In addition to the aforementioned considerations, EEG signals often exhibit notable cross-subject feature distribution discrepancies [13,14], with significant variations in EEG activation patterns between individuals. Even when performing identical tasks, such as imagining the movement of the left hand, different subjects may display distinct activation patterns, frequency characteristics, and spatial distributions in the collected EEG data [15]. A primary obstacle in EEG-based decoding lies in the significant distribution shifts observed between subjects, which often leads to suboptimal decoding performance when generalized to unseen users. Transfer learning offers a robust solution to this challenge by bridging the gap between a data-rich source domain and a data-scarce target domain [16]. Specifically, in the realm of EEG analysis, this approach capitalizes on prior knowledge gained from a group of source participants to accelerate learning for a target individual. This process effectively mitigates the burden of collecting massive labeled datasets for every new user, thereby streamlining the calibration phase required for practical BCI deployment. By integrating such methodologies, researchers can overcome the limitations posed by subject-specific variations, thereby achieving more accurate and reliable semantic decoding from EEG data.

While the landscape of transfer learning is replete with diverse methodologies, a significant oversight persists that most existing frameworks necessitate direct access to source EEG data, thereby compromising the privacy of source subjects [17,18]. This limitation is particularly acute in EEG applications, where signals inherently encapsulate sensitive biometric and pathological markers, raising severe compliance concerns under stringent data protection regulations [19]. To address this critical gap, our primary contribution is the formulation of a privacy-preserving transfer learning paradigm.

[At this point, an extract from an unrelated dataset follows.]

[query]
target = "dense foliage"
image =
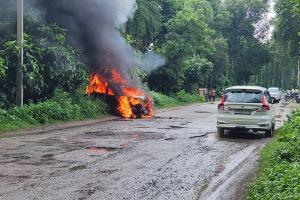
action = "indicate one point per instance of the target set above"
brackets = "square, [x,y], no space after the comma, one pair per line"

Specifically, we introduce a source-free domain adaptation strategy that relies solely on the pre-trained source model, strictly prohibiting access to raw source EEG data during the adaptation phase [20]. This architecture not only fortifies the confidentiality of source EEG data but also optimizes computational efficiency by eliminating the overhead associated with cross-domain data transmission.

To simultaneously tackle cross-subject EEG adaptation challenges and uphold source data privacy, we introduce a T-CMDP (Transformer-based source-free domain adaptation via Class-balanced Multicentric Dynamic Pseudo-labeling) framework in this paper. This framework orchestrates three synergistic modules into a cohesive pipeline. Initially, during source model construction, we leverage manifold feature extraction to distill task-discriminative representations from raw EEG signals, laying a robust foundation for the subsequent Transformer-based local model training. Building upon this, the adaptation phase implements a parameter transfer mechanism that migrates pre-trained source weights to the target domain, effectively enhancing predictive fidelity while strictly adhering to privacy constraints. Concurrently, a self-supervised refinement loop is integrated to dynamically optimize pseudo-labels for unlabeled target EEG samples, thereby maximizing the model capacity to exploit latent information. Through this intricate interplay of feature distillation, privacy-preserving transfer, and label refinement, T-CMDP significantly elevates both the robustness and generalization performance of cross-subject EEG decoding.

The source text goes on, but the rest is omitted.